Scientists have been searching for answers from questions like these by looking for candidate systems that could become type 1a supernovae.
Recent studies have identified sodium gas as an associate to type 1a supernovae. This gas may be ejected from the binary’s donor star and linger around the system to be detected after the white dwarf explodes.
Using this theory, astronomers may be able to sift through the thousands of possible candidates to find the progenitor of a type 1a supernova.
Astronomers used the DuPont telescope of the Las Campanas Observatory in Chile to observe these gas signatures. They were able to identify a binary star called QU Carinae as a possible supernova progenitor.
This possible supernova progenitor contains a white dwarf that accumulates mass from a giant star. The candidate also has loads of sodium around the system.
The star belongs to a small category of binaries that are very bright, and it also obtains material from its companion at a very high rate. Sodium should be produced in the atmosphere of the mass-donor giant star, and it can be ejected from the system through a stellar wind.

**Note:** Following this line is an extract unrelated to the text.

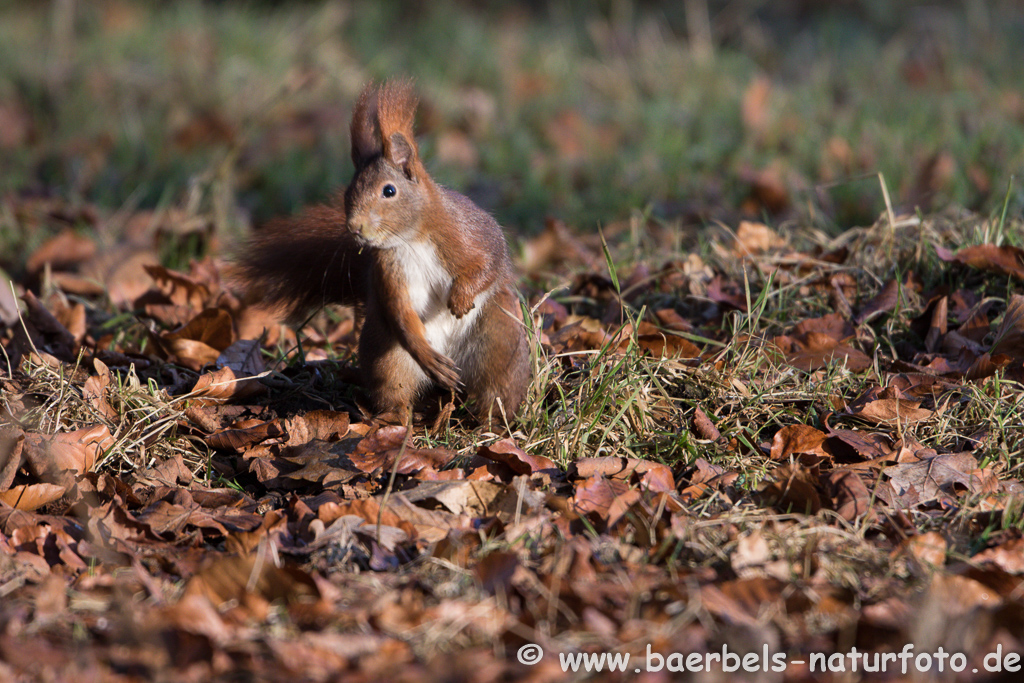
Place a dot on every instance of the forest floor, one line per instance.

If the white dwarf explodes into a supernova, the sodium would be detected with the same signature as those found in other type 1a supernovae.
“We are really excited to have identified such a system,” said Stella Kafka of the Carnegie Institution for Science. “Understanding these systems, the nature of the two stars, the manner in which mass is exchanged, and their long-term evolution will give us a comprehensive picture on how binaries can create one of the most important explosions in the universe.”